Entries from January 1, 2014 - January 31, 2014
The Basic Input/Output System (BIOS) on all computing and embedded devices provides the firmware that governs how the device is to boot and function. The BIOS initializes and tests the system hardware components, and provides the mechanism for the computer to load a bootloader or an operating system from a mass memory device. The BIOS also provides an abstraction layer for the hardware so that the software or operating system running on the system communicates to the BIOS as a proxy to the hardware. BIOS software is stored in the non-volatile ROM chip on the motherboard, and is usually written as a custom firmware for the specific hardware it is installed in. However, because of standardization in personal computer vendors, many vendors share common BIOS platforms. Because of this standardization, there are a finite number of BIOS platforms on the market, and probably less than 100 in the world.
Because the BIOS operates outside of the operating system, and has access to all of the system hardware, inputs, and outputs, it makes an excellent location to hide low-level malware that will never be detected or be able to be removed by the operating system. Although this topic of BIOS root kits and BIOS malware is gaining attention recently, hiding malware in the BIOS is not a new idea. In fact a recent article in Dark Reading (http://www.darkreading.com/advanced-threats/research-into-bios-attacks-underscores-t/240163919?cid=NL_DR_Weekly_240163919&elq=333fe90fb0304ad2baa2c50403ddb588) mentions that: "In 1998, the CIH, or Chernobyl, virus infected Windows 98 systems and attempted to reflash the BIOS, the basic input/output system, on vulnerabile motherboards. Since then, only a smattering of researchers and attackers have focused on attempting to compromise the low-level system components: In 2006, for example, a researcher demonstrated ways that the Advanced Configuration and Power Interface (ACPI) on newer motherboards could be used as a high-level language to infect the BIOS. The article goes on to say "A major part of the issue is that the developers who write code for BIOS, firmware, and embedded devices are generally not practiced in writing secure code, says Robert Graham, CEO of security consultancy Errata Security."
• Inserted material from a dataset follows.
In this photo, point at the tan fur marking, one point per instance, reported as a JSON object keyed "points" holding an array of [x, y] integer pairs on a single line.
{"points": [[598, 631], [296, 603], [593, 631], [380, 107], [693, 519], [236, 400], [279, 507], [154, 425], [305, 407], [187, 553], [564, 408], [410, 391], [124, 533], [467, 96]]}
Now take the above information into mind and translate that to what we know about embedded devices used in SCADA / ICS environments like PLCs (Programmable Logic Controllers) and RTUs (Remote Terminal Units). These systems are usually designed by control system developers that typically are not trained in secure coding practices, and in many cases, they simply borrow or buy firmware from other 3rd party companies - many who operate in Asian countries.
My prediction is that there may already be BIOS rootkits, BIOS malware, and BIOS attacks already being developed by nation states with large pockets and access to the SCADA / ICS Supply Chain. I also predict that our own US government may be working on BIOS based malware. Time will only tell if my predictions come true, but I would bet that we have multiple devices already functioning in critical infrastructure applications around the world today that are either already infected with latent BIOS malware, or are susceptible to BIOS attacks.